FED TRANSCRIPTS FROM 2007: Janet Yellen Warns The FOMC About The Private Equity Bubble

Business Insider

The Federal Reserve just released transcripts to all of its meetings from 2007, the year the U.S. housing market took a turn for the worse and the economy entered recession.

By the time the FOMC met in March, economic data had begun to weaken, and stocks and mortgage markets were starting to look shaky.

The president of the San Francisco Fed, Janet Yellen – now the Vice Chairman of the Federal Reserve and a possible candidate for the next chairmanship – relayed to the committee a story about the bubble brewing in private equity, and how it could lead to financial instability.

Below are Yellen's remarks:

Despite the recent turmoil in equity and mortgage markets, a reassessment of overall risk has yet to occur. We are still in an environment of low long-term yields, ample liquidity, and what appears to be a generally low level of compensation for risk.

For example, I recently talked with the principals of several major private-equity funds, who were not just amazed but also appalled about the amount of money their industry has attracted. [Laughter] One partner said that he would have no difficulty immediately raising $1 billion. Indeed, one of his biggest problems is would-be investors who get angry at him because he is unwilling to take their money.

This unwillingness reflects his difficulty in identifying deals that are likely to yield adequate returns even though, for the buyout firms, debt also is available in what they depict as very attractive so-called covenant-lite terms—perhaps too attractive given the vulnerability of some of the highly leveraged yields.
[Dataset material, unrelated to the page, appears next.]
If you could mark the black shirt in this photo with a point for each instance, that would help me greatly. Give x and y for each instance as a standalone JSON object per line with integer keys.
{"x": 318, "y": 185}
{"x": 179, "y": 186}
My contacts suggest that some private-equity firms with similar assessments of the shortage of profit opportunities are less restrained and do take additional money, partly because of the large upfront fees that are generated by these deals.

So just as we have seen in mortgage markets, the bubble in private equity, as my sources characterize it, and the overabundance of liquidity more generally raise the risk of a sharp retrenchment in credit and higher risk spreads with associated risks to economic growth and, conceivably, even financial stability.

Sure enough, a few months later, banks began taking big writedowns on credit investments and financing for private equity deals dried up, signaling a top in the market.